YAKL's parallel_for is the main workhorse of dispatching code on parallel threads, and the Bounds class is how you specify the implied (potentially multi-dimensional) loops to thread over. To pass the body of a set of loops to a parallel_for function, it is by far the most convenient to use a C++ "lambda" expression. If you're a C++ novice and don't understand what that is, just see the examples below for how to turn loops into a parallel_for call. If you're a Fortran developer, then see the Fortran-style examples below. If you're more advanced in C++, and you want to create your own functor, then feel free to do that and pass an instance of it to the parallel_for in place of the lambda expressions below. The examples immediately below are using C-style behavior.

Code launched by a parallel_for call is always launched on the device. To run code on the host, please use traditional [nested] for loop expressions.

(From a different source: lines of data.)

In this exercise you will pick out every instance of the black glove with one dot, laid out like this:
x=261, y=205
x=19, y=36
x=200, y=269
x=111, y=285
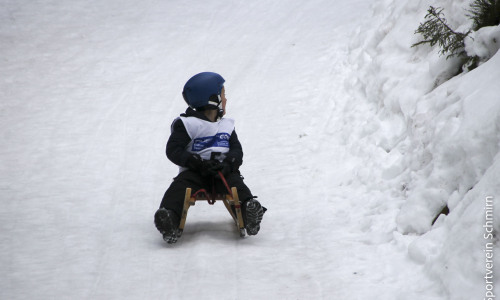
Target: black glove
x=226, y=168
x=211, y=167
x=194, y=162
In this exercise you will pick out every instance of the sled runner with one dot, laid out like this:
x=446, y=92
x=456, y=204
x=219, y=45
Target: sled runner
x=230, y=200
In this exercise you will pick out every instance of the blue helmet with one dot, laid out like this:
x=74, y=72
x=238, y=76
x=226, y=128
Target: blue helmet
x=203, y=89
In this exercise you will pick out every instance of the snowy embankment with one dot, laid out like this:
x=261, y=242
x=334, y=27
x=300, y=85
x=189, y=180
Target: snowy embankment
x=442, y=139
x=351, y=148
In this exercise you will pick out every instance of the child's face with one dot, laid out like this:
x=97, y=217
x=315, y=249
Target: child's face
x=223, y=99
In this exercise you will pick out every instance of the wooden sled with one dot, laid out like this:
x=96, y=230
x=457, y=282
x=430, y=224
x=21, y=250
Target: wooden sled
x=231, y=202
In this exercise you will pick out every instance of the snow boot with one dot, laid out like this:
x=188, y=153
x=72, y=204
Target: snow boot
x=167, y=223
x=252, y=215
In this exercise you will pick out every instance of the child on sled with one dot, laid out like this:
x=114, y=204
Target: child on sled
x=203, y=143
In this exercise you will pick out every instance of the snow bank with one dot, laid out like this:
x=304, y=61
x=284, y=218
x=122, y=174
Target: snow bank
x=441, y=136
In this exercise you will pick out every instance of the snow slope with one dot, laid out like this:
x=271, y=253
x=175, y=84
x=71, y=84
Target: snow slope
x=88, y=91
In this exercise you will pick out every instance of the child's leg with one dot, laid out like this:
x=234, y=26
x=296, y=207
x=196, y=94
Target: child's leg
x=174, y=196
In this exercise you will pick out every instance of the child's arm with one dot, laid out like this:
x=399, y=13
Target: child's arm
x=235, y=154
x=177, y=143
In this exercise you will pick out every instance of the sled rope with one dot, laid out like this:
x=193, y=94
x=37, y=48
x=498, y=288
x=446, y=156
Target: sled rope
x=210, y=197
x=225, y=183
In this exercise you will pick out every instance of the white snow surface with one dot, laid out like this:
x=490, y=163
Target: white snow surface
x=353, y=140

Important: All parallel_for calls are asynchronous by default relative to CPU work. To synchronize with the host, you must use the yakl::fence() function (see below).

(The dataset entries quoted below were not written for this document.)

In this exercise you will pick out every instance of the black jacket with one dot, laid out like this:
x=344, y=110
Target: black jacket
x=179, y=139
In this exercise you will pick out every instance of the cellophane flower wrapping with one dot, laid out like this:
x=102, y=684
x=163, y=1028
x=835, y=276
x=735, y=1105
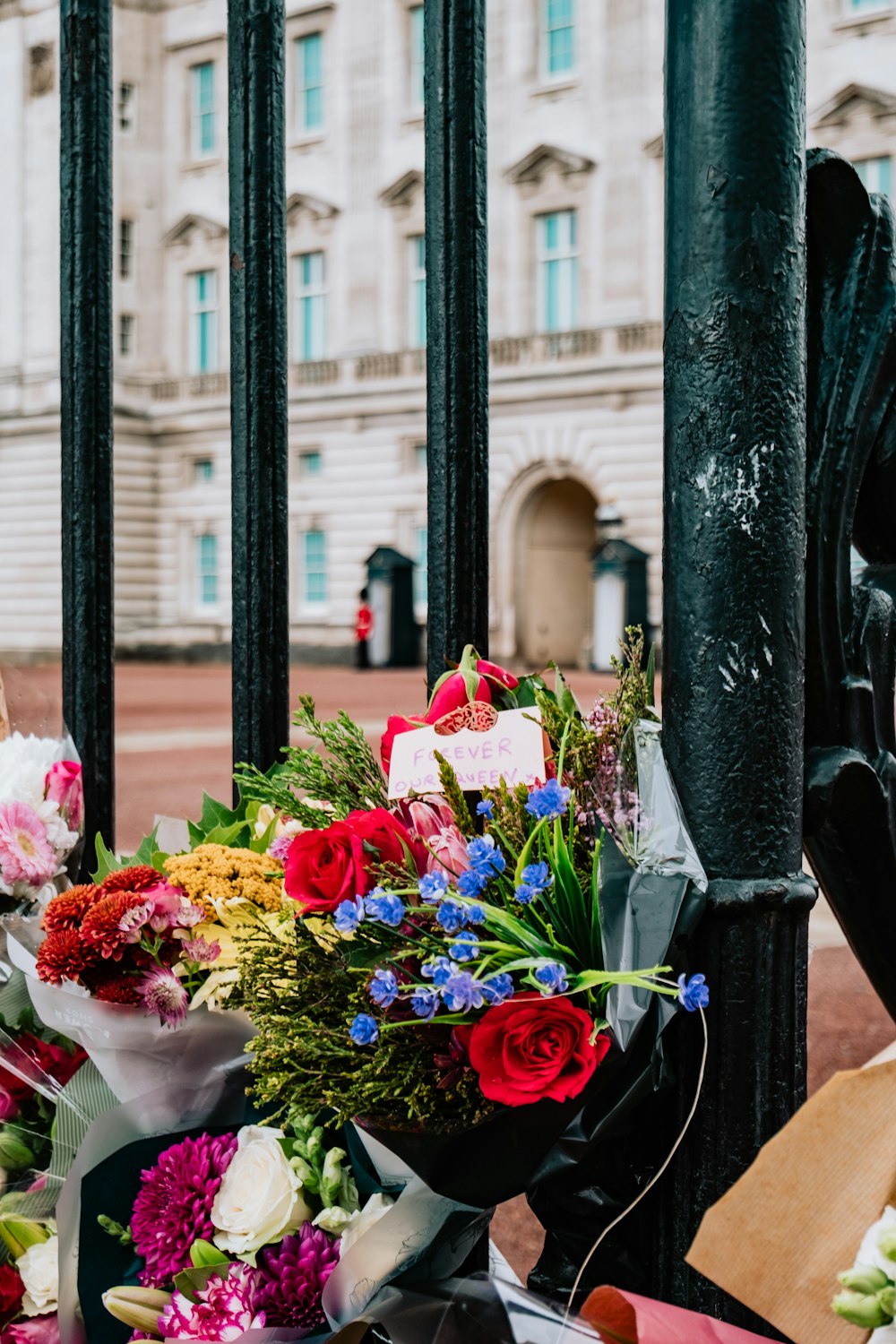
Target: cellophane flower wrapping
x=421, y=1236
x=40, y=814
x=131, y=1048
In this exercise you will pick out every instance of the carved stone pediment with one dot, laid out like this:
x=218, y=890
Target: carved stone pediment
x=185, y=230
x=544, y=159
x=853, y=99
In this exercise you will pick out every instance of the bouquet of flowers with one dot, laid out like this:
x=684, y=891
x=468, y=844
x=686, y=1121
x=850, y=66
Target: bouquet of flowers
x=40, y=814
x=117, y=968
x=29, y=1281
x=487, y=959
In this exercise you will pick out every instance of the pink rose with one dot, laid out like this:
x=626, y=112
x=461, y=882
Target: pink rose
x=64, y=785
x=447, y=852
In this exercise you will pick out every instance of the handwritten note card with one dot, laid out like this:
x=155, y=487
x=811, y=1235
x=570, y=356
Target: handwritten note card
x=512, y=750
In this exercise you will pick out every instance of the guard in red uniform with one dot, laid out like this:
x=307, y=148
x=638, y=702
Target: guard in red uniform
x=363, y=631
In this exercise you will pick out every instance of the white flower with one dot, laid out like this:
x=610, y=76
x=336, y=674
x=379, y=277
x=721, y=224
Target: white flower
x=869, y=1252
x=374, y=1210
x=333, y=1220
x=23, y=768
x=39, y=1269
x=258, y=1201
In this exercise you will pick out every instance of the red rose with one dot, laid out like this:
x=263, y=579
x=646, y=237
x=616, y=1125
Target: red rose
x=11, y=1292
x=532, y=1047
x=384, y=840
x=324, y=867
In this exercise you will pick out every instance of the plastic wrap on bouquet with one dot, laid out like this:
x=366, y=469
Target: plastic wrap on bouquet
x=419, y=1236
x=487, y=1311
x=132, y=1050
x=40, y=812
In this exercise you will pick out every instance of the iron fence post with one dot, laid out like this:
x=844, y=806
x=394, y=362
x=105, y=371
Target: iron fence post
x=457, y=349
x=86, y=403
x=734, y=554
x=260, y=406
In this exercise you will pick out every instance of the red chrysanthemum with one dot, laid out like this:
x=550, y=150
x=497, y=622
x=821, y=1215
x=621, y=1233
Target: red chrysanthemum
x=99, y=927
x=62, y=956
x=131, y=879
x=69, y=909
x=115, y=989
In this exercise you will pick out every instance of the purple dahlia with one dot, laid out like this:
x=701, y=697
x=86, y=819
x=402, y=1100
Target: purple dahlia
x=225, y=1309
x=290, y=1279
x=174, y=1206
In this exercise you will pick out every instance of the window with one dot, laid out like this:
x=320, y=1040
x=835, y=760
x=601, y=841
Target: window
x=125, y=247
x=203, y=322
x=309, y=82
x=309, y=323
x=417, y=290
x=125, y=335
x=309, y=464
x=557, y=37
x=314, y=586
x=421, y=566
x=203, y=137
x=876, y=174
x=557, y=271
x=207, y=569
x=126, y=109
x=416, y=56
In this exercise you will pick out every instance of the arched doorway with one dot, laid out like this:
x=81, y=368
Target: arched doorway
x=555, y=545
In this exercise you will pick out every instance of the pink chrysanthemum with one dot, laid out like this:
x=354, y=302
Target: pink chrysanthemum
x=292, y=1277
x=225, y=1311
x=202, y=951
x=161, y=992
x=174, y=1206
x=26, y=855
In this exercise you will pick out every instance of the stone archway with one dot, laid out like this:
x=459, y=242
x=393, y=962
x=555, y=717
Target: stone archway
x=555, y=542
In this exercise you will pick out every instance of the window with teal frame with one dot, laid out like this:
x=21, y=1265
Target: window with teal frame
x=421, y=566
x=416, y=56
x=309, y=323
x=876, y=174
x=203, y=109
x=556, y=271
x=309, y=82
x=314, y=586
x=207, y=569
x=203, y=322
x=557, y=38
x=417, y=290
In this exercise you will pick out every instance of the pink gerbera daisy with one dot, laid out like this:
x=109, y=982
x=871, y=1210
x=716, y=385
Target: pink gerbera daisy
x=26, y=855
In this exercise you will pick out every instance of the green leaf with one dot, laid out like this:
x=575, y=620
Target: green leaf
x=107, y=862
x=203, y=1253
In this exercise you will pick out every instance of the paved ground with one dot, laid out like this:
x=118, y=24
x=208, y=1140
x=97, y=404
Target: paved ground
x=174, y=741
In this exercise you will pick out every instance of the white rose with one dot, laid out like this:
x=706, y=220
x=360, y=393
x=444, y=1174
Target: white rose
x=258, y=1201
x=39, y=1269
x=374, y=1210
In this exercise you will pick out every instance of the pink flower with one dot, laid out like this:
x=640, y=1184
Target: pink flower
x=26, y=854
x=447, y=852
x=426, y=816
x=225, y=1309
x=39, y=1330
x=174, y=1206
x=201, y=951
x=161, y=992
x=65, y=787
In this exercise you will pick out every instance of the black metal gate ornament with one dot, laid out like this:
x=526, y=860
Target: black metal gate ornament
x=850, y=620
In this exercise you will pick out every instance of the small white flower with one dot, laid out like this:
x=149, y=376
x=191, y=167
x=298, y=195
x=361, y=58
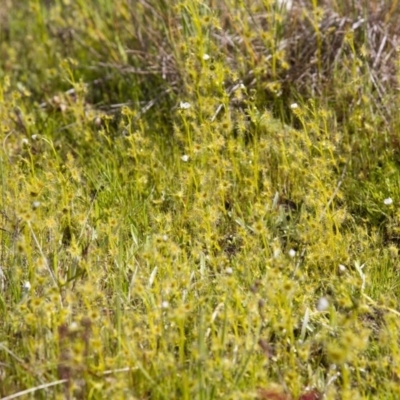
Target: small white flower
x=292, y=253
x=74, y=327
x=342, y=268
x=164, y=304
x=323, y=304
x=277, y=252
x=184, y=105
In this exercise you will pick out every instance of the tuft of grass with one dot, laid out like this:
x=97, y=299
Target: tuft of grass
x=199, y=200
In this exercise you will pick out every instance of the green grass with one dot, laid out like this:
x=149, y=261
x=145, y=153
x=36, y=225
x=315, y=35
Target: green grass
x=186, y=213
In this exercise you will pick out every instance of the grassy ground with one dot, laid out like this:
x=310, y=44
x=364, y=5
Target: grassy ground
x=199, y=200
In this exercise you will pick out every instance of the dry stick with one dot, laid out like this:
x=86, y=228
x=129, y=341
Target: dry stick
x=337, y=186
x=301, y=258
x=51, y=273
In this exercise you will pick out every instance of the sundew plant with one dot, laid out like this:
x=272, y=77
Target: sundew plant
x=199, y=199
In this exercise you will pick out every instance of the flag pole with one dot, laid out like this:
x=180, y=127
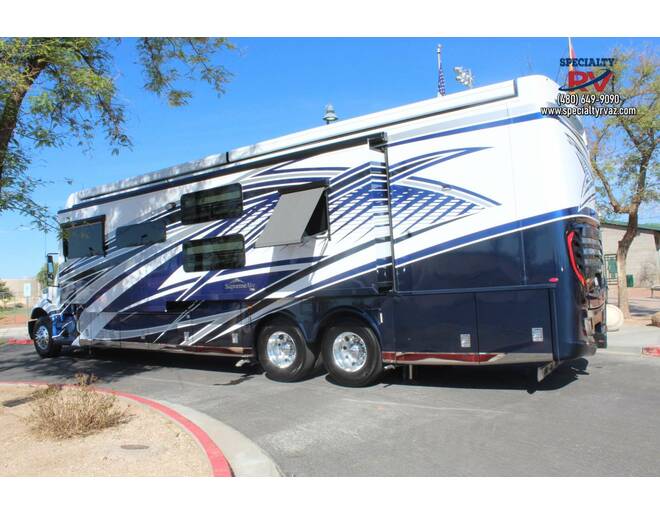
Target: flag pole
x=441, y=77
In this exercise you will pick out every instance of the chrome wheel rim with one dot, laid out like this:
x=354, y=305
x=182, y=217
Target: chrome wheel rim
x=281, y=349
x=349, y=352
x=42, y=338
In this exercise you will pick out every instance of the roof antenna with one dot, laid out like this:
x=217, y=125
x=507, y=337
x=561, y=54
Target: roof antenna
x=330, y=115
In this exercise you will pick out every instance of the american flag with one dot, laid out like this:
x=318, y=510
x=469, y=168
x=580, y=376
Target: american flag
x=441, y=76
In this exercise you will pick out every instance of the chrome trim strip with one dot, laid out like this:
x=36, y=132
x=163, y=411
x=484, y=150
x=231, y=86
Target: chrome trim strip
x=427, y=358
x=218, y=351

for (int i=0; i < nx; i++) {
  a(i) = 1;
}
// This will become the following:
// In c-style, an integer bound, nx, implies iteration from 0,...,nx-1
yakl::c::parallel_for( nx , YAKL_LAMBDA (int i) {
  a(i) = 1;
});


for (int j=0; j < ny; j++) {
for (int i=0; i < nx; i++) {
  a(j,i) = 1;
}
}
// This will become:
yakl::c::parallel_for( yakl::c::Bounds<2>(ny,nx) , YAKL_LAMBDA (int j, int i) {
  a(j,i) = 1;
});


for (int j=-1; j <= ny+1; j++) {
for (int i=0; i < nx; i++) {
  a(j,i) = 1;
}
}
// This will become the following.
// Two entries for a bound means lower, upper (INCLUSIVE!)
yakl::c::parallel_for( yakl::c::Bounds<2>({-1,ny+1},nx) , YAKL_LAMBDA (int j, int i) {
  a(j,i) = 1;
});


for (int j=-1; j <= ny+1; j+=2) {
for (int i=0; i < nx; i++) {
  a(j,i) = 1;
}
}
// This will become the following.
// Three entries for a bound means lower, upper (INCLUSIVE), stride
// Strides must always be positive. No negative iterations at present
// If ordering matters, it's likely you have some kind of scan and cannot use parallel_for anyway
yakl::c::parallel_for( yakl::c::Bounds<2>({-1,ny+1,2},nx) , YAKL_LAMBDA (int j, int i) {
  a(j,i) = 1;
});

Fortran-style parallel_for and Bounds

Fortran-style parallel_for and Bounds behavior differs from C-style. An integer, nx, passed to a Fortran-style bounds, by default, iterates from 1,...,nx

// do i = 1 , nx
//   a(i) = 1;
// enddo
// This will become the following:
// In fortran-style, an integer bound, nx, implies iteration from 1,...,nx
yakl::fortran::parallel_for( nx , YAKL_LAMBDA (int i) {
  a(i) = 1;
});


// do j = 1 , ny
// do i = 1 , nx
//   a(i,j) = 1;
// }
// }
// This will become:
yakl::fortran::parallel_for( yakl::fortran::Bounds<2>(ny,nx) , YAKL_LAMBDA (int j, int i) {
  a(i,j) = 1;
});


// do j = -1,ny+1
// do i = 1,x
//   a(i,j) = 1;
// }
// }
// This will become the following.
// Two entries for a bound means lower, upper (INCLUSIVE!)
yakl::fortran::parallel_for( yakl::fortran::Bounds<2>({-1,ny+1},nx) , YAKL_LAMBDA (int j, int i) {
  a(i,j) = 1;
});


// do j = -1 , ny+1 , 2
// do i = 1 , nx
//   a(i,j) = 1;
// }
// }
// This will become the following.
// Three entries for a bound means lower, upper (INCLUSIVE), stride
// Strides must always be positive. No negative iterations at present
// If ordering matters, it's likely you have some kind of scan and cannot use parallel_for anyway
yakl::fortran::parallel_for( yakl::fortran::Bounds<2>({-1,ny+1,2},nx) , YAKL_LAMBDA (int j, int i) {
  a(j,i) = 1;
});

Labeled parallel_for

If you plan to eventually use YAKL's automated timers and CUDA NVTX wrappers in nvprof, it is beneficial to label your parallel_for calls. These are parallel_for calls that begin with a string label (see the top of this page).

Readability with using

Tired of typing yakl::fortran:: over and over? Use the C++ using command:

using yakl::fortran::parallel_for;
using yakl::fortran::Bounds;
// Now it can look much cleaner:
parallel_for( Bounds<3>(nz,ny,nx) , YAKL_LAMBDA (int k, int j, int i) {
  arr(i,j,k) = 1;
});

YAKL_LAMBDA and YAKL_DEVICE_LAMBDA

YAKL_LAMBDA creates a lambda-generated functor that is valid on the host or device. In CUDA and HIP, for instance, it is a C++ macro that processes to __host__ __device__. The YAKL_DEVICE_LAMBDA macro is only valid on the device.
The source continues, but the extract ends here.